Balai Prasarana Permukiman Wilayah (BPPW) Lampung mengikuti penyuluhan kesehatan untuk pegawai di lingkungan Kementerian PUPR. Acara ini diselenggarakan oleh Biro Umum Kementerian PUPR bekerja sama dengan BNN dan Dinas Kesehatan Provinsi Lampung, Kamis (29/08/2019). Kepala Biro Umum Kementerian PUPR Sriyanto dalam sambutannya mengatakan, tingginya angka penyalahgunaan narkoba yang saat ini cukup meresahkan berbagai kalangan. Untuk itu, dibutuhkan peran serta dari berbagai elemen, baik Pemerintah maupun masyarakat dalam memerangi peredaran gelap dan penyalahgunaan narkoba. Terlebih, saat ini Indonesia sudah dinyatakan darurat narkoba.

Melihat perkembangan tersebut, Biro Umum Kementerian PUPR menggiatkan penyuluhan kesehatan berupa tes kesehatan dan edukasi serta sosialisasi terkait pencegahan narkoba kepada masyarakat. Acara dimulai dengan tes urin yang diikuti oleh 122 pegawai Kementerian PUPR di Provinsi Lampung. Hasil tes urin tersebut disampaikan secara terbuka langsung oleh Kepala BNN Provinsi Lampung dengan hasil 100% negatif.

“Tes urin ini untuk memastikan di lingkungan kerja kami bebas narkoba. Maksud dan tujuan ini adalah bentuk dari nilai-nilai yang ada di kementerian kami untuk pegawai berintegritas dan hidup sehat tanpa narkoba. Kami juga dalam memerangi narkoba di lingkungan kerja bersinergi dengan BNN Provinsi Lampung,” jelas Sriyanto.

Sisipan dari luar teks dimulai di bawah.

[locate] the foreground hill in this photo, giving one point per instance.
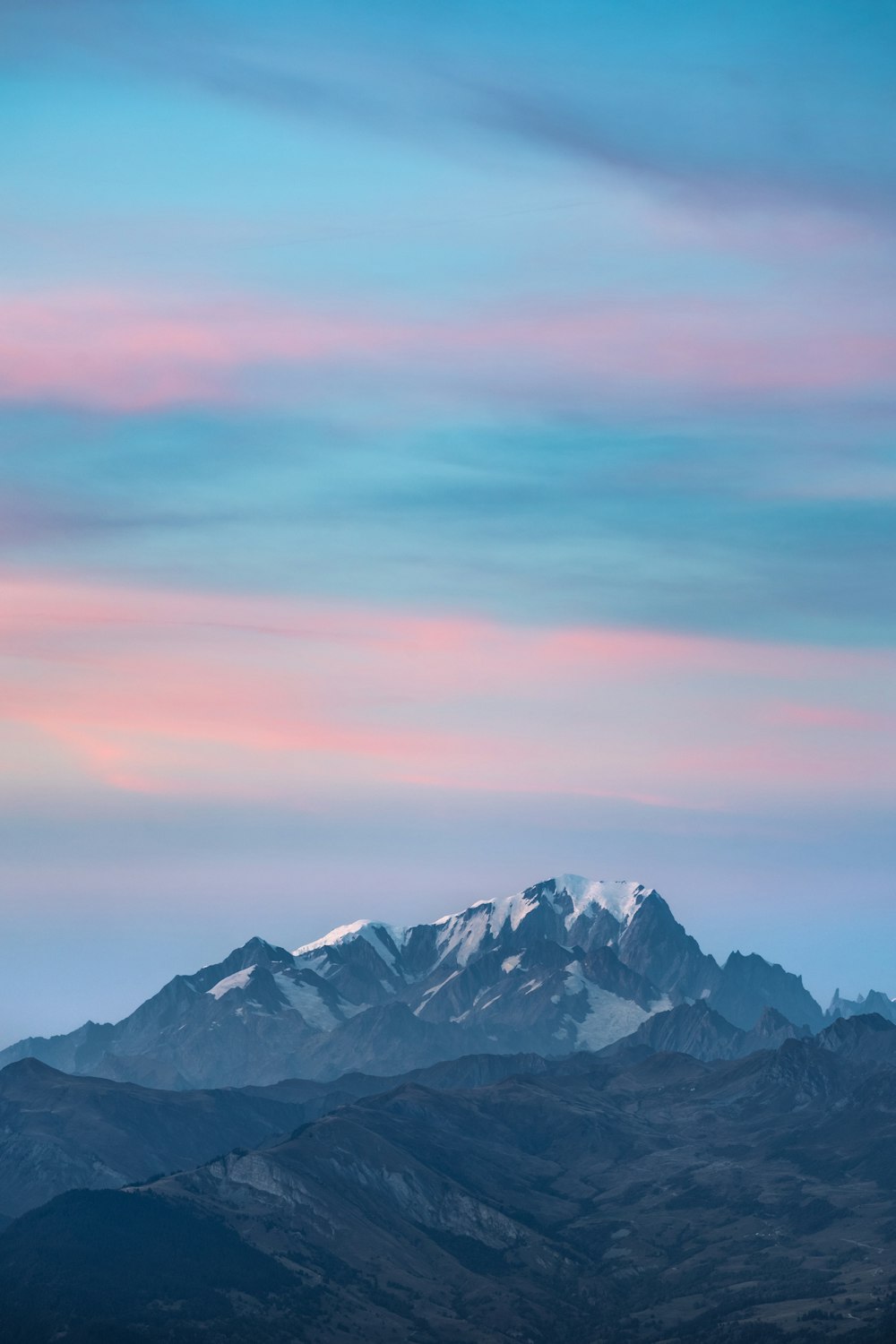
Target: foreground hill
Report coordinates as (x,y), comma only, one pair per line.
(657,1199)
(62,1132)
(567,964)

Lanjut Sriyanto, pemberantasan narkoba bukan hanya tugas dari BNN dan kepolisian. Tapi Aparatur Sipil Negara (ASN) juga harus berperan, paling tidak bisa membentengi diri dari sisi keluarga masing-masing dan dapat menularkan kepada lingkungan sekitar.

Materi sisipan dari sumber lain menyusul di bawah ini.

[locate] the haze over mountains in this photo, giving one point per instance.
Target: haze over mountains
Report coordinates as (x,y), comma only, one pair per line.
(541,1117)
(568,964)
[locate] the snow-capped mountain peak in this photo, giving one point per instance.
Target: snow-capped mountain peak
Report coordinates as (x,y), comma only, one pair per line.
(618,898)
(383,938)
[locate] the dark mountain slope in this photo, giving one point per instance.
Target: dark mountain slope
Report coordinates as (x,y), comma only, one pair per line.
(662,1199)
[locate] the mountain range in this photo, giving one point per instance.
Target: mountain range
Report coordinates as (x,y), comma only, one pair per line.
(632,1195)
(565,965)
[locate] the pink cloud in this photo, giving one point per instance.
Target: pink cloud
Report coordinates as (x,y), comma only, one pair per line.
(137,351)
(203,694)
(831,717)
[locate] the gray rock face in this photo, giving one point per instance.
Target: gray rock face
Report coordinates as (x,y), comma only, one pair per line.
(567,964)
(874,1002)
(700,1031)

Sementara, Kepala BPPW Lampung Maria Doeni Isa mengatakan kegiatan yang dilaksanakan merupakan wujud sinergitas antara BNN dengan BPPW Lampung. Kegiatan ini sebagai bentuk kepedulian terhadap bahaya narkoba. Semoga langkah semacam ini diikuti oleh instansi terkait lainnya.

Pada penyuluhan kali ini dilaksanakan pemeriksaan tekanan darah, kolesterol dan gula darah oleh tim Dinas Kesehatan Provinsi Lampung kepada peserta penyuluhan. Berdasarkan data riset kesehatan dasar tahun 2013, di Indonesia kematian yang diakibatkan oleh penyakit degeneratif mengalami peningkatan dari 41,7 % menjadi 59,5% diantaranya adalah penyakit jantung koroner, diabetes melitus, hipertensi, stroke, dan gagal ginjal.

“Melihat data tersebut, tentu harus menjadi perhatian kita bersama, di mana semua itu terjadi karena kurangnya pengetahuan kita dalam menjaga dan meningkatkan pola hidup yang sehat. Dari informasi yang saya dengar bahwa penyakit degeneratif dapat dicegah dengan cara melakukan pola hidup sehat,” tutup Doeni. (Methariska – BPPW Lampung/ari)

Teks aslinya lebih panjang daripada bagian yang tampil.